The meat from factory farms hurts us and is responsible for many disesases from more people suffering from asthma and allergies, to flu. Factory farms are also known for horrible working conditions of their employees.
And factory farms hurts other animals besides those confined inside of them and unable to move of their entire lives (again, I don’t want to go too much into the cruelty that happens there) :
In only three years, two hundred fish kills – incidents where the entire fish population in a given area is killed at once – have resulted from factory famrs’ failures to kkeep their shit out of the waterways.
All of this also deconstructs the idea that animals have better lives on farms than they would have in the wild, where many would be killed anyway. These animals do not live happy lives before their slaughter.
This is becoming a more and more talked-about topic, which is definitely a good start. Some laws are being changed, though not as much as they should. Newspapers are writing about it (The New York Times was the first to do so), and Whole Foods was the first supermarket chain that committed to a systematic program of animal welfare labeling. There’s hope (dare I say it…) and everyone should contribute.
Yes, this is a long post and I don’t now if anyone’s going to read it, but it is very important to me, and I think it should be important to everyone. Eating Animals is a must-read. We must act – for animals, for our planet, and for ourselves.
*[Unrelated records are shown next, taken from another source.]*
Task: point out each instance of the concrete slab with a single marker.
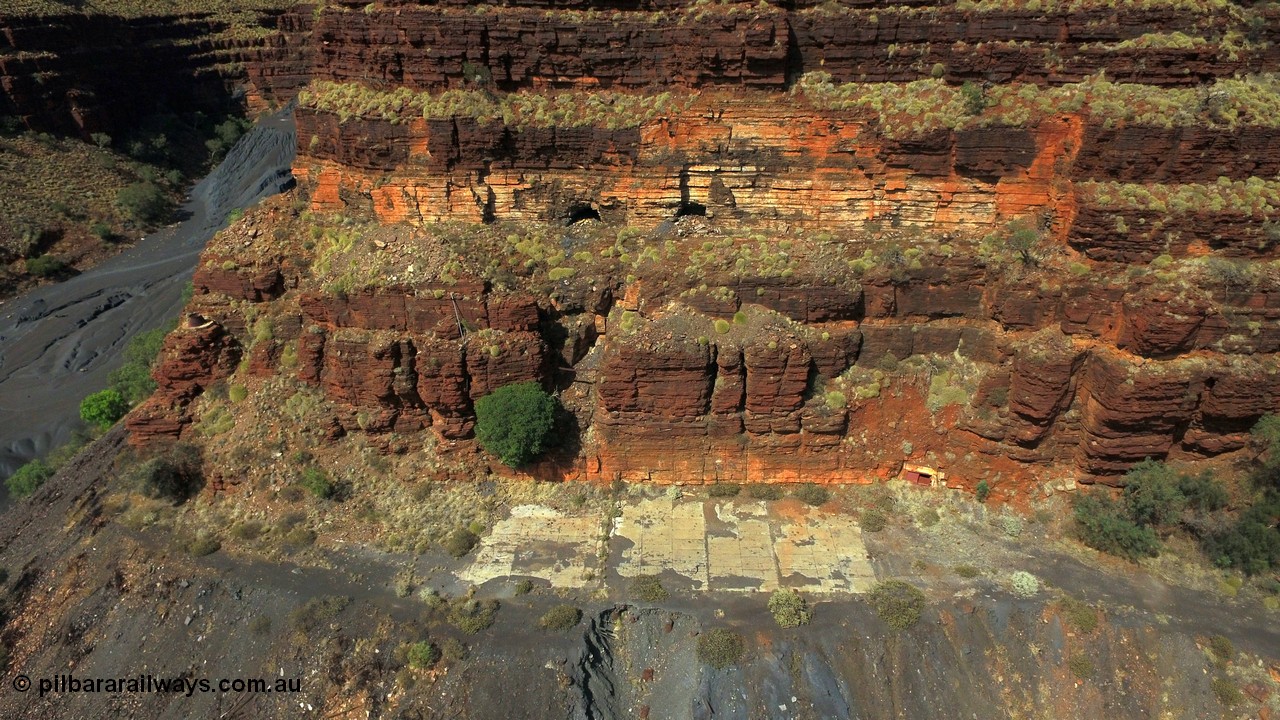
(538, 542)
(744, 546)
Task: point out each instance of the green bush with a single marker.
(897, 604)
(1102, 525)
(104, 408)
(45, 265)
(515, 422)
(725, 490)
(720, 647)
(28, 478)
(174, 474)
(812, 493)
(423, 655)
(648, 588)
(144, 203)
(1024, 583)
(318, 483)
(1151, 495)
(133, 379)
(460, 542)
(983, 491)
(472, 615)
(789, 609)
(561, 618)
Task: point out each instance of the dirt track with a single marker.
(60, 342)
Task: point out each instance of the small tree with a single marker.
(144, 203)
(515, 422)
(789, 609)
(104, 408)
(28, 478)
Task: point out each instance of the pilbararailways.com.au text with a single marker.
(178, 684)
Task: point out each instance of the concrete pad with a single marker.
(538, 542)
(744, 546)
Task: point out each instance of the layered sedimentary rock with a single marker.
(781, 277)
(100, 73)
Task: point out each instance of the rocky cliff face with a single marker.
(88, 73)
(784, 274)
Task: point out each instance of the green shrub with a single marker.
(1102, 525)
(318, 483)
(982, 492)
(423, 655)
(561, 618)
(725, 490)
(1202, 492)
(472, 615)
(45, 265)
(460, 542)
(897, 604)
(28, 478)
(1024, 583)
(648, 588)
(104, 408)
(144, 203)
(812, 493)
(789, 609)
(1151, 495)
(720, 647)
(515, 422)
(974, 98)
(133, 379)
(764, 491)
(174, 474)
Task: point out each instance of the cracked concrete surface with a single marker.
(744, 546)
(727, 545)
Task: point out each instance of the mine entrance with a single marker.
(581, 212)
(691, 209)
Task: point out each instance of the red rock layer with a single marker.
(99, 73)
(1118, 373)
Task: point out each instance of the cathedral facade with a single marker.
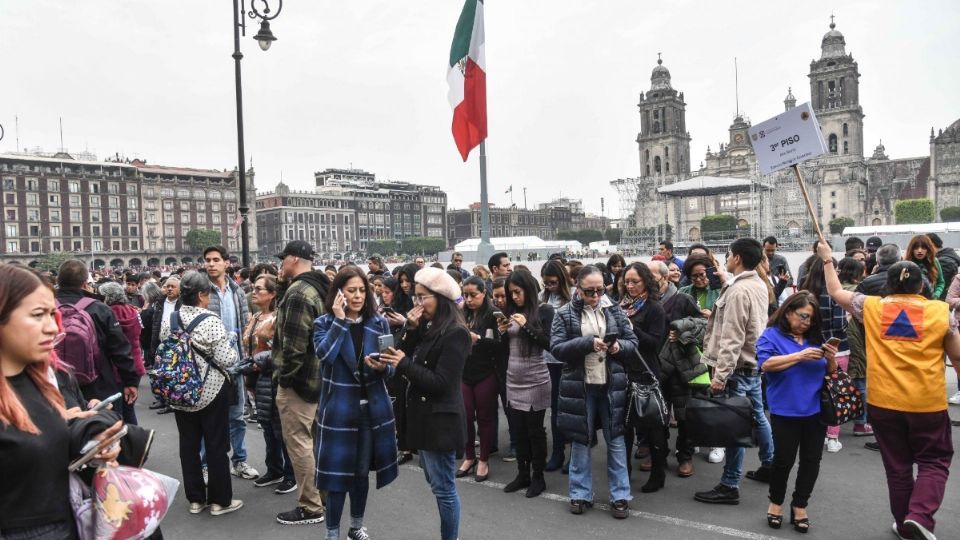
(844, 182)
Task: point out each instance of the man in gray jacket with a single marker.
(730, 347)
(229, 302)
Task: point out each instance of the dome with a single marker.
(660, 77)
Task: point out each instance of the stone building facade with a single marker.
(844, 182)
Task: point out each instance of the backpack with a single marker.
(79, 348)
(175, 378)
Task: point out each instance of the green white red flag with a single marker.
(468, 79)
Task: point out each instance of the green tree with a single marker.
(718, 226)
(613, 235)
(52, 261)
(911, 211)
(200, 239)
(950, 214)
(837, 225)
(382, 247)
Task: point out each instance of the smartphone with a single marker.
(92, 448)
(384, 342)
(833, 341)
(103, 404)
(713, 278)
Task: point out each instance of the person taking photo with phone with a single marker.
(355, 431)
(432, 356)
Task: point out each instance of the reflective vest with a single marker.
(905, 369)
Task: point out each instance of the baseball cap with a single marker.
(297, 248)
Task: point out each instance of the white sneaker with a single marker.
(217, 510)
(833, 445)
(242, 470)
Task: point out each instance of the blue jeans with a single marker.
(238, 426)
(361, 482)
(741, 385)
(439, 468)
(861, 385)
(581, 479)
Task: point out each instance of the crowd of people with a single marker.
(350, 371)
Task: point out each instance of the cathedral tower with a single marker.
(663, 140)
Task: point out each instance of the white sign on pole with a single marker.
(787, 139)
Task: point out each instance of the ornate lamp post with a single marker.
(265, 38)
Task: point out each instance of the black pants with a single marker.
(531, 437)
(790, 435)
(210, 425)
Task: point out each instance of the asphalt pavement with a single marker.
(849, 501)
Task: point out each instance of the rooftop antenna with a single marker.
(736, 84)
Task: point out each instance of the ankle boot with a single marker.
(537, 484)
(522, 480)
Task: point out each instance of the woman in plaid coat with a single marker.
(355, 431)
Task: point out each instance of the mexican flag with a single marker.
(468, 79)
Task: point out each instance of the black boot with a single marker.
(537, 484)
(522, 480)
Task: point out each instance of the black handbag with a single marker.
(646, 408)
(840, 401)
(721, 422)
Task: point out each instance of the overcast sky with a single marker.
(362, 83)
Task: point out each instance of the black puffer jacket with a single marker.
(570, 346)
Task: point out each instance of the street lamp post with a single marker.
(265, 38)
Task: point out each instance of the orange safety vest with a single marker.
(904, 335)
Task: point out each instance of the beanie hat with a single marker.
(438, 281)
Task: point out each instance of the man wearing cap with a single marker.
(230, 304)
(296, 373)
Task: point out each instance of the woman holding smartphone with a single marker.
(431, 356)
(527, 331)
(479, 384)
(355, 431)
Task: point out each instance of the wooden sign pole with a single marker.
(806, 199)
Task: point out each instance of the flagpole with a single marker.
(485, 248)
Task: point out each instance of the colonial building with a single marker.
(111, 213)
(669, 202)
(347, 209)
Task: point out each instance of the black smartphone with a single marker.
(713, 278)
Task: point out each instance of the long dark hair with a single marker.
(531, 305)
(555, 268)
(796, 301)
(475, 317)
(646, 276)
(340, 281)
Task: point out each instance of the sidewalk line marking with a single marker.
(680, 522)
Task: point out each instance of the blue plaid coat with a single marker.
(336, 438)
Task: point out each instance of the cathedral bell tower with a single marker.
(663, 141)
(835, 95)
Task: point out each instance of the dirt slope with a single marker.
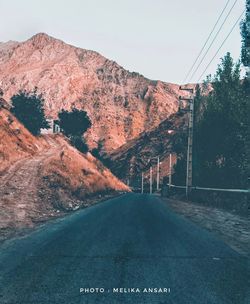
(45, 177)
(130, 160)
(121, 104)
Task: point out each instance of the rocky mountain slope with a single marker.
(120, 104)
(43, 177)
(138, 155)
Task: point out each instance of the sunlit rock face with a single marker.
(121, 104)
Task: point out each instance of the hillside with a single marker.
(45, 177)
(120, 104)
(135, 157)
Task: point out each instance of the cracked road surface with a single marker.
(133, 241)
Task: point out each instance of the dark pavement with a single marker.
(127, 242)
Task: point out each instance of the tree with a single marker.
(74, 124)
(29, 109)
(220, 131)
(245, 33)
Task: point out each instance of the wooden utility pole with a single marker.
(189, 173)
(151, 180)
(142, 182)
(170, 170)
(158, 174)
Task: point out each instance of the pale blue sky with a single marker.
(157, 38)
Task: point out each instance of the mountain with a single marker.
(43, 177)
(121, 104)
(137, 155)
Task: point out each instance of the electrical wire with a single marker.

If we are at all serious about ending factory farming, then the absolute least we can do is stop sending checkks to the absolute worst abusers. (…) We know, at least, that this decision will help prevent deforestation, curb global warming, reduce pollution, save oil reserves, lessen the burden on rural America, decrease human rights abuses, improve public health, and helo eliminate the most systematic animal abuse in world history.